ここでは、債務整理と弁護士の役割について解説します。
1 債務整理の方法について
債務整理の方法には、自己破産・任意整理・個人再生(民事再生)・過払い金返還請求等の方法があります。債務整理をする場合、まずはどの方法を選択するかが重要となります。どの方法を選択するかに当たっては弁護士への相談をお勧めします。
・弁護士には全ての方法についての代理権があります。他方、司法書士等には、地方裁判所での訴訟代理権が存在しなかったり、自己破産・個人再生についての申立代理の権限がなかったりすることがあります。
・弁護士は債務整理の方法に精通しています。一律に弁護士=債務整理に精通しているとは言えませんが、一般には弁護士は、他の士業と比べて債務整理の方法に精通しています。
・弁護士には、弁護士法及び弁護士倫理規定により、様々な義務・責任が課されています。秘密を守る義務等です。
2 債務整理(自己破産)における弁護士の役割について
債務整理の方法のうち、自己破産の方法の場合の弁護士の役割は、以下のような役割です。
・弁護士が貸金業者に受任通知を発送することによって債務整理をスタートさせる。(業者からの取り立てが止まる。)
・弁護士が代理をして裁判所に自己破産の申立を行う。
・貸金業者に対する過払い金返還請求交渉・訴訟を弁護士が代理して行う。
3 債務整理(個人再生)における弁護士の役割について
債務整理の方法のうち、個人再生の方法の場合の弁護士の役割は、以下のような役割です。
・弁護士が貸金業者に対して受任通知を発送することによって債務整理をスタートさせる。(業者からの取り立てが止まる。)
・弁護士が代理をして裁判所に個人再生の申立を行う。
・貸金業者に対する過払い金返還請求交渉・訴訟を弁護士が代理して行う。
・個人再生委員の替わりを弁護士が行うことによって費用を節約できる。(千葉地方裁判所管内の場合・平成21年6月12日現在)
4 債務整理(過払い金返還請求)における弁護士の役割について
債務整理の方法のうち、過払い金返還請求における弁護士の役割は、以下のような役割です。
・弁護士が貸金業者に受任通知を発送することによって債務整理をスタートする。(約定の貸金債権が残っている場合、業者からの取り立てが止まります。

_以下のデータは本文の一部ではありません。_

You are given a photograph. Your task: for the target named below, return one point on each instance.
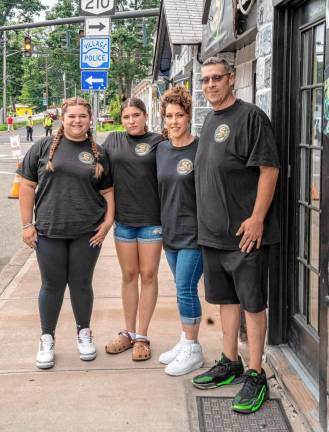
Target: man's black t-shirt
(175, 168)
(67, 201)
(133, 165)
(234, 142)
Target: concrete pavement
(112, 393)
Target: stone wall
(200, 107)
(264, 54)
(244, 73)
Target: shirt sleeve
(263, 149)
(29, 167)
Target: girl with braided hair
(137, 231)
(175, 169)
(68, 182)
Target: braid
(53, 148)
(98, 166)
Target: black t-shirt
(175, 167)
(234, 142)
(67, 201)
(133, 165)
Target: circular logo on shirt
(86, 157)
(184, 166)
(142, 149)
(222, 133)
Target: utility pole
(4, 77)
(64, 80)
(46, 82)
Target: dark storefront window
(310, 150)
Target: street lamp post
(4, 77)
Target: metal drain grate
(215, 415)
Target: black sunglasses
(214, 78)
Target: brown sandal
(120, 344)
(141, 350)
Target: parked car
(105, 119)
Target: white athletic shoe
(189, 358)
(86, 346)
(168, 356)
(46, 354)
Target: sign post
(95, 48)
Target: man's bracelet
(27, 225)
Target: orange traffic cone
(14, 193)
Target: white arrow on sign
(97, 26)
(90, 80)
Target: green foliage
(22, 10)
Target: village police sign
(95, 53)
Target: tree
(56, 54)
(21, 10)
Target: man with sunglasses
(236, 170)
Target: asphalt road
(10, 224)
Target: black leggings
(62, 262)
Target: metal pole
(119, 15)
(4, 77)
(46, 83)
(64, 80)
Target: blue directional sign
(94, 80)
(95, 53)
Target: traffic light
(27, 46)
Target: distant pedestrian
(175, 169)
(10, 123)
(48, 124)
(74, 210)
(137, 232)
(29, 129)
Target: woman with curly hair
(137, 231)
(68, 183)
(175, 171)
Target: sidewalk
(112, 393)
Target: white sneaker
(188, 359)
(86, 346)
(46, 354)
(168, 356)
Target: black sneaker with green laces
(253, 394)
(224, 372)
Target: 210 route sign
(97, 7)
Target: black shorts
(234, 277)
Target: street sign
(97, 26)
(95, 53)
(94, 80)
(97, 7)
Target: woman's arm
(26, 202)
(105, 226)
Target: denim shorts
(128, 234)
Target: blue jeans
(186, 266)
(128, 234)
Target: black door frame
(279, 298)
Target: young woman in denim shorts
(137, 232)
(175, 170)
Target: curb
(11, 269)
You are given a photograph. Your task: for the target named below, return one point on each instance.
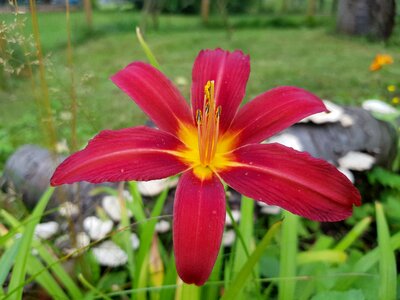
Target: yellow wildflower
(379, 61)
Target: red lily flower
(215, 141)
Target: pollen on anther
(198, 116)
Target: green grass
(334, 67)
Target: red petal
(155, 94)
(294, 180)
(274, 111)
(230, 72)
(199, 218)
(138, 153)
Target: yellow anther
(208, 125)
(207, 109)
(218, 112)
(198, 116)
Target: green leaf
(387, 261)
(146, 236)
(353, 234)
(7, 260)
(234, 289)
(331, 256)
(42, 276)
(366, 263)
(334, 295)
(384, 177)
(18, 275)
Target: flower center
(208, 125)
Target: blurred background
(56, 58)
(325, 46)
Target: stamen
(208, 125)
(198, 117)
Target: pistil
(208, 125)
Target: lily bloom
(213, 142)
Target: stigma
(207, 121)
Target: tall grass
(264, 262)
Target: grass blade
(19, 271)
(44, 278)
(331, 256)
(366, 263)
(146, 237)
(288, 256)
(187, 291)
(234, 289)
(387, 261)
(49, 258)
(7, 260)
(150, 56)
(92, 288)
(353, 234)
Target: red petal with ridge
(230, 71)
(273, 111)
(155, 94)
(198, 225)
(295, 181)
(138, 153)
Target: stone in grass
(112, 206)
(64, 243)
(288, 140)
(109, 254)
(334, 115)
(163, 226)
(68, 210)
(269, 209)
(347, 173)
(357, 161)
(378, 106)
(96, 228)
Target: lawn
(333, 67)
(271, 256)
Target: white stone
(378, 106)
(288, 140)
(228, 238)
(163, 226)
(269, 209)
(96, 228)
(334, 115)
(347, 173)
(110, 254)
(135, 241)
(69, 209)
(357, 161)
(235, 215)
(112, 206)
(46, 230)
(154, 187)
(82, 240)
(346, 120)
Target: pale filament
(208, 125)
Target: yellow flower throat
(207, 122)
(206, 151)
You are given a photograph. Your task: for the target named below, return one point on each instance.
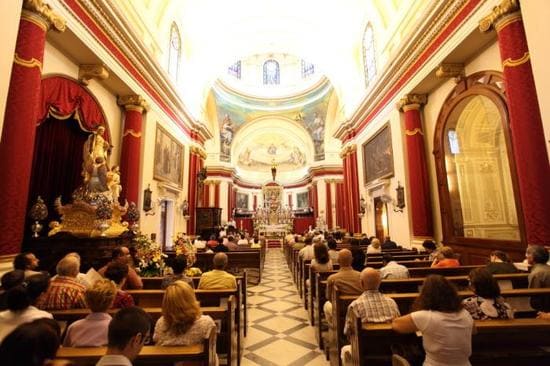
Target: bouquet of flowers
(184, 246)
(150, 257)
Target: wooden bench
(497, 342)
(404, 301)
(227, 339)
(200, 354)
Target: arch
(476, 169)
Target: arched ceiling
(326, 33)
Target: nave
(279, 332)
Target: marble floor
(278, 330)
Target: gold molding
(27, 63)
(412, 101)
(86, 72)
(133, 102)
(46, 12)
(509, 62)
(490, 21)
(414, 132)
(131, 133)
(450, 70)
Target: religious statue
(113, 179)
(95, 147)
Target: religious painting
(378, 156)
(242, 201)
(168, 163)
(302, 200)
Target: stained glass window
(307, 69)
(272, 75)
(235, 69)
(369, 55)
(174, 52)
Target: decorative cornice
(412, 101)
(133, 102)
(45, 12)
(450, 70)
(506, 7)
(92, 71)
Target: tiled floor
(279, 332)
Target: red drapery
(64, 97)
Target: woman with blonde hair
(181, 323)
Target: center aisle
(279, 332)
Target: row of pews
(227, 308)
(371, 343)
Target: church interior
(165, 125)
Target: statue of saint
(95, 147)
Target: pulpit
(207, 218)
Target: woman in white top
(446, 327)
(20, 299)
(374, 247)
(182, 323)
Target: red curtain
(56, 168)
(63, 97)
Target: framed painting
(242, 201)
(168, 164)
(378, 156)
(302, 200)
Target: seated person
(487, 302)
(178, 265)
(332, 250)
(446, 258)
(26, 262)
(499, 263)
(430, 248)
(182, 322)
(218, 278)
(374, 247)
(31, 344)
(20, 300)
(371, 306)
(128, 332)
(446, 327)
(118, 273)
(539, 277)
(392, 270)
(388, 244)
(92, 330)
(242, 240)
(122, 255)
(346, 279)
(64, 292)
(10, 279)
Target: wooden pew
(497, 342)
(227, 339)
(201, 354)
(404, 301)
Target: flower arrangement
(184, 246)
(150, 257)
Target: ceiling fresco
(309, 110)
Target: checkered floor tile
(279, 331)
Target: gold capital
(412, 101)
(51, 18)
(92, 71)
(133, 102)
(506, 7)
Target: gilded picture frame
(168, 162)
(378, 156)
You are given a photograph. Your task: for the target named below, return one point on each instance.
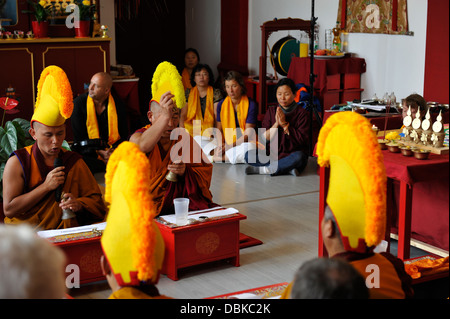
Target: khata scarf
(227, 117)
(92, 124)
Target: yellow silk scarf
(195, 111)
(228, 120)
(92, 124)
(185, 77)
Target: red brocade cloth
(299, 69)
(429, 180)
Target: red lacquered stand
(200, 243)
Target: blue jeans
(296, 160)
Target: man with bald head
(98, 115)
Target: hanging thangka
(373, 16)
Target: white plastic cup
(181, 210)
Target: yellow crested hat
(131, 241)
(166, 78)
(357, 185)
(54, 101)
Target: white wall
(203, 30)
(394, 62)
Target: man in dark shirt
(98, 116)
(287, 131)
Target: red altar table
(423, 205)
(85, 253)
(83, 250)
(200, 243)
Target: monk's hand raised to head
(55, 178)
(70, 202)
(177, 167)
(167, 104)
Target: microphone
(58, 192)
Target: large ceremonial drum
(283, 51)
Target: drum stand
(312, 108)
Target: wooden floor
(282, 212)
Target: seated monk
(133, 248)
(354, 222)
(192, 169)
(30, 180)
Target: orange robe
(394, 283)
(133, 293)
(193, 185)
(79, 182)
(194, 111)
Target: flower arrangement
(41, 10)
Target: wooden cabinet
(22, 61)
(338, 80)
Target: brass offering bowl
(406, 150)
(421, 154)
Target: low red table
(85, 253)
(201, 243)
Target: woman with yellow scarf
(191, 59)
(199, 113)
(236, 119)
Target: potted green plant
(87, 13)
(41, 11)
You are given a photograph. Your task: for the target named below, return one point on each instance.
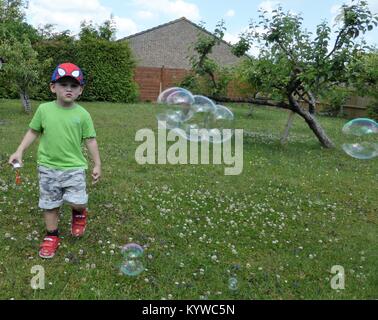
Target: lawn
(274, 231)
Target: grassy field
(278, 228)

・弁護士が簡易裁判所・地方裁判所を問わず、訴訟代理人として活動できる。
・時効・取引の分断・悪意の受益者・利息の起算点等の法律問題について、専門家である弁護士による主張が可能であるため、和解・判決において多額の過払い金の返還請求が可能となる。
5 債務整理を弁護士に依頼しない場合
・債務整理を弁護士に依頼しない場合、取引履歴を各業者から全て取り寄せする必要があります。取引履歴の取り寄せには相当の時間・作業の手間がかかります。
・債務整理をご自身で行う場合、自己破産・個人再生の申立等裁判所とのやりとりをご自身で行う必要があります。

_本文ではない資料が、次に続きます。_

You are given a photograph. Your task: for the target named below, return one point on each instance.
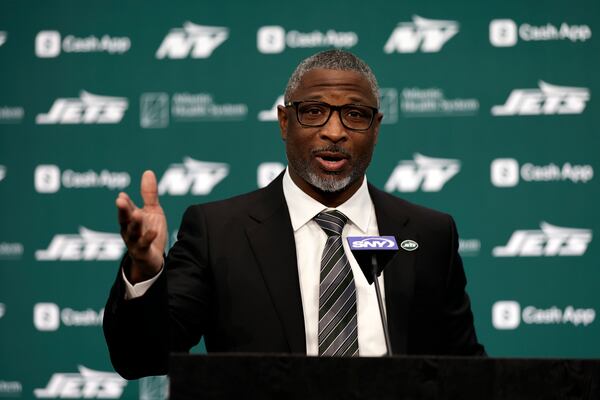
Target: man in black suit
(250, 273)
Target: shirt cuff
(140, 288)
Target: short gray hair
(340, 60)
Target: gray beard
(331, 183)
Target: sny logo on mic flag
(372, 243)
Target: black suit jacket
(232, 278)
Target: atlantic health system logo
(422, 34)
(195, 41)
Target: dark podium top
(240, 376)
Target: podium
(245, 376)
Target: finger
(146, 240)
(125, 208)
(134, 229)
(149, 189)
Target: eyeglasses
(356, 117)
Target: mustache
(333, 149)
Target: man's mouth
(331, 161)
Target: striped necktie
(337, 293)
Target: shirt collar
(304, 208)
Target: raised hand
(144, 230)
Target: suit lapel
(399, 274)
(272, 241)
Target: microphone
(373, 253)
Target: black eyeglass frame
(332, 108)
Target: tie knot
(332, 222)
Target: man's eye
(313, 111)
(356, 113)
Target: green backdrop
(490, 115)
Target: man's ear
(283, 121)
(376, 125)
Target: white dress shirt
(310, 242)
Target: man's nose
(334, 130)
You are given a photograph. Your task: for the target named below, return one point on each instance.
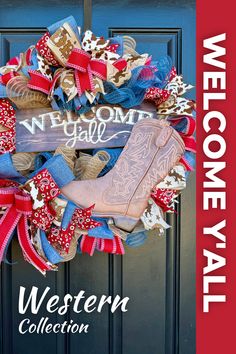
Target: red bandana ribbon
(85, 68)
(163, 198)
(82, 219)
(187, 126)
(8, 122)
(18, 208)
(113, 246)
(42, 189)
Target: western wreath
(76, 108)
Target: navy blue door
(159, 277)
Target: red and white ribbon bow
(8, 122)
(85, 67)
(89, 244)
(81, 219)
(18, 209)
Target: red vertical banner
(216, 183)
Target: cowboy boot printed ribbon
(174, 180)
(61, 238)
(164, 198)
(17, 206)
(153, 218)
(7, 127)
(42, 189)
(90, 244)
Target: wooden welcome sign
(104, 126)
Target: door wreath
(69, 200)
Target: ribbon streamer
(18, 208)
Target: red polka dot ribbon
(81, 219)
(16, 209)
(42, 189)
(89, 244)
(7, 127)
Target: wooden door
(159, 277)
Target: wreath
(70, 72)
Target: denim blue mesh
(41, 158)
(136, 239)
(54, 27)
(102, 231)
(114, 155)
(49, 251)
(59, 170)
(8, 170)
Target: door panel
(158, 277)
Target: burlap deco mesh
(68, 153)
(89, 167)
(22, 96)
(24, 162)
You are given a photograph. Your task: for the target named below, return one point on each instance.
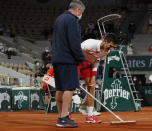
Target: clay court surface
(38, 121)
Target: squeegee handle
(101, 104)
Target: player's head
(109, 41)
(77, 7)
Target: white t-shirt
(94, 46)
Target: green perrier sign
(116, 92)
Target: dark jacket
(66, 40)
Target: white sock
(90, 110)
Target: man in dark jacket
(66, 55)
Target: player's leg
(91, 89)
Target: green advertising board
(146, 95)
(5, 98)
(116, 92)
(25, 98)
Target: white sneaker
(95, 113)
(83, 112)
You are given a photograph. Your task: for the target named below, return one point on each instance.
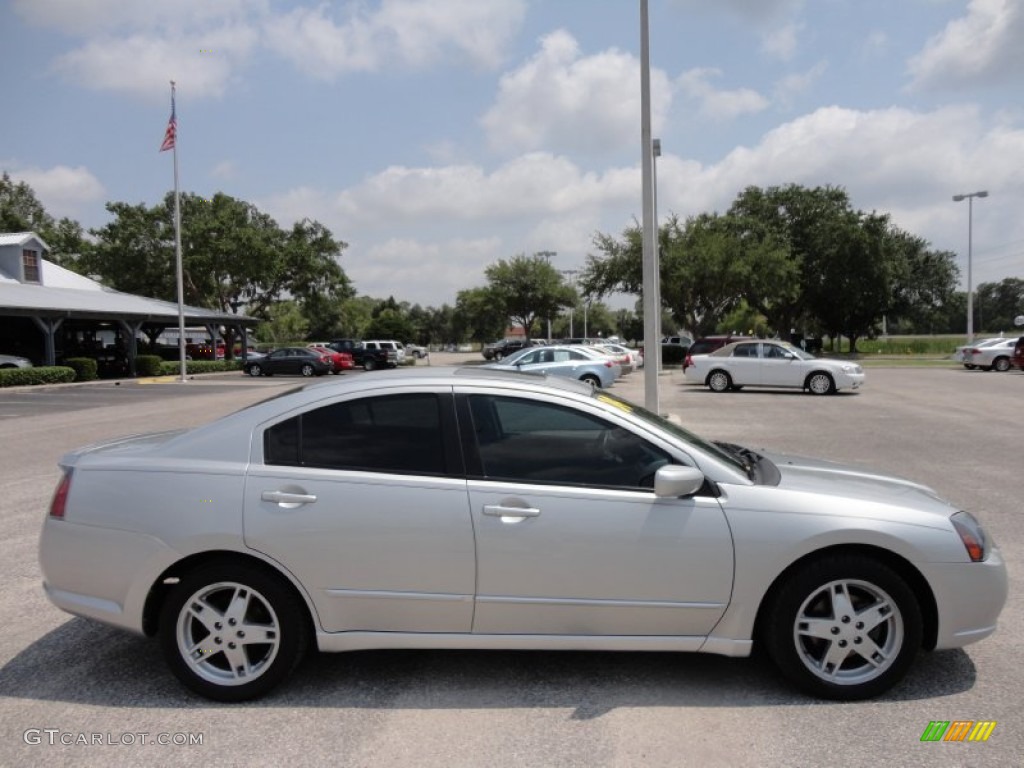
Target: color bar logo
(958, 730)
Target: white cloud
(781, 43)
(983, 47)
(142, 65)
(62, 190)
(563, 101)
(720, 104)
(404, 32)
(792, 86)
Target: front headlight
(972, 535)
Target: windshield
(669, 426)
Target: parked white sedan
(771, 364)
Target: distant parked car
(339, 360)
(504, 348)
(771, 364)
(11, 360)
(993, 356)
(1018, 358)
(298, 360)
(573, 363)
(961, 352)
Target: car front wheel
(719, 381)
(231, 632)
(847, 628)
(820, 383)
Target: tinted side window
(539, 442)
(395, 433)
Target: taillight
(972, 535)
(60, 496)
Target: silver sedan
(771, 364)
(458, 508)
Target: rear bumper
(100, 573)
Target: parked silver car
(459, 508)
(996, 356)
(576, 361)
(961, 352)
(771, 364)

・過払い金返還請求をご自身で行う場合、貸金業者から主張される山のような法律上の主張への反論をする手間がかかります。
6 質の悪い専門家に騙されないために・・・。
同業者として恥ずかしいことですが、勉強不足や知識不足の専門家がいることも事実です。また、まれに横領等の不祥事を起こす弁護士もいます。最近では、弁護士数の増加により、就職することができない弁護士も増えています。私自身、弁護士に騙されたという依頼の事件を行ったこともあります。弁護士だからと言って信用ができる時代ではありませんので、皆様の目で、いい弁護士か悪い弁護士かをきちんと見極めていただきたいものです。
ここでは、債務整理と弁護士の役割について解説しました。